The tenement house was most likely built in the 15th century and subsequently redesigned somewhere around the year 1540, when it remained in the hands of the Lubomelski family. The building was most likely lost to the blaze during the great fire of Lublin (1575), although it was rebuilt shortly afterwards. The tenement house was considered to form a single whole with another tenement house at 3 Grodzka street, serving as the “front building” while the other one was referred to as the “back building”. While in the hands of Erazm Lubomelski, the tenement house received painted interior decorations during the 1570s. In the 17th century, the building’s owners were, among others, Piotr Kliszewski (a medical doctor) and Katarzyna Zaborowicz née Lubomelska, while in the 18th century it was owned by the Makarewicz family. In 1782, the tenement house was redesigned in the Classicist style. King Stanisław August himself is known to have stopped by here at one point. While in the hands of the Brenger family, the proceeds from the rental of the premises were donated to young Jewish girls to use as dowry. In years 1937-1939, the Monument Protection Commission led by Professor Józef Dutkiewicz conducted the restoration of the painted decorations. However, the project was never completed due to the onset of World War II. In the years 1967-1968, the building underwent a full-scale restoration.

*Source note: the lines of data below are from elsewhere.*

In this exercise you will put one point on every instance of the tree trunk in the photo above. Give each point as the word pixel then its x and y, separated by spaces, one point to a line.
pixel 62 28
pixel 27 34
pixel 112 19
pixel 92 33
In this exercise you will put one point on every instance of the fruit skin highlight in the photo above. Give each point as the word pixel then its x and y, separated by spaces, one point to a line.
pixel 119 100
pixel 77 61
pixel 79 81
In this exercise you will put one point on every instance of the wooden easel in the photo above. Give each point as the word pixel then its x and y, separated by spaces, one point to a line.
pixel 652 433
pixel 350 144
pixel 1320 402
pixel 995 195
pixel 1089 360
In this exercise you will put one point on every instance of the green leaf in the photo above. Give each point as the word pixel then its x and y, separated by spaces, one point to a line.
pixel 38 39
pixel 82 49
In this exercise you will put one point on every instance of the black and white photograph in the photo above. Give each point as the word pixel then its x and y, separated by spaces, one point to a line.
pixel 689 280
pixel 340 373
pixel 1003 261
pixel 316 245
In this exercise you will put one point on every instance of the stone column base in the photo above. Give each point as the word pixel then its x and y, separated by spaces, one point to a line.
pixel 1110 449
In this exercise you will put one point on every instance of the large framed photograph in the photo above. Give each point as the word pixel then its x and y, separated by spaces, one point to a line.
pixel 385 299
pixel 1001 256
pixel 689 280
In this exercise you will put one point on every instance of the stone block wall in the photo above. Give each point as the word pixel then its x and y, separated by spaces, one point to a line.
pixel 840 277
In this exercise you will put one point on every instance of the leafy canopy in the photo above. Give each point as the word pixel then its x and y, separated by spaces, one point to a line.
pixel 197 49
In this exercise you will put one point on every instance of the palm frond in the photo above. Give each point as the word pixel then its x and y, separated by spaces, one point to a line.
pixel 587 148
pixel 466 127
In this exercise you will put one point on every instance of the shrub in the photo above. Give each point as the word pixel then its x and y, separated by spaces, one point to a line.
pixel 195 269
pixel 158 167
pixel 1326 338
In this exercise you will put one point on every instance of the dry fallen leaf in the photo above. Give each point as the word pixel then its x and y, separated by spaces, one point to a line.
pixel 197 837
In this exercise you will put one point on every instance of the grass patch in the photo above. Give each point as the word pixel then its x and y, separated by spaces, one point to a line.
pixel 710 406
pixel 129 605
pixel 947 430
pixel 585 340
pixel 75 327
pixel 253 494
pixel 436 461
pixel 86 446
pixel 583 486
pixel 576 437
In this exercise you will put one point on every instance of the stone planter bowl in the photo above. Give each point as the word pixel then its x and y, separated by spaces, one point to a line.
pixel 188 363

Its current form and architectural décor is the result of numerous alterations. The 16th-century wall paintings in the wine cellar and the former Gothic vestibule, the Renaissance ceiling on the first floor as well as the lavish stonework decorations are the most valuable parts of its décor today.

In the course of renovation works conducted in 1996, unique 16th-century wall paintings have been found beneath the vault haunch backfill above the ground floor level in the former vestibule, depicting a battle scene most likely set against the background of medieval Lublin as well as the adoration of the Virgin Mary with Child Jesus. The wall paintings were later restored on site at the initiative of the Lublin Commune authorities in years 1998-1999, under the direction of Małgorzata Podgórska-Makal. Today, these paintings constitute the most important part of the “Fortuna Cellar” - a modern exhibition dedicated to the history of Lublin. In 2001, the building received the Conservation Laurel Award.

Description

The tenement house is a part of a tight cluster of buildings which form the northern frontage of the Market Square.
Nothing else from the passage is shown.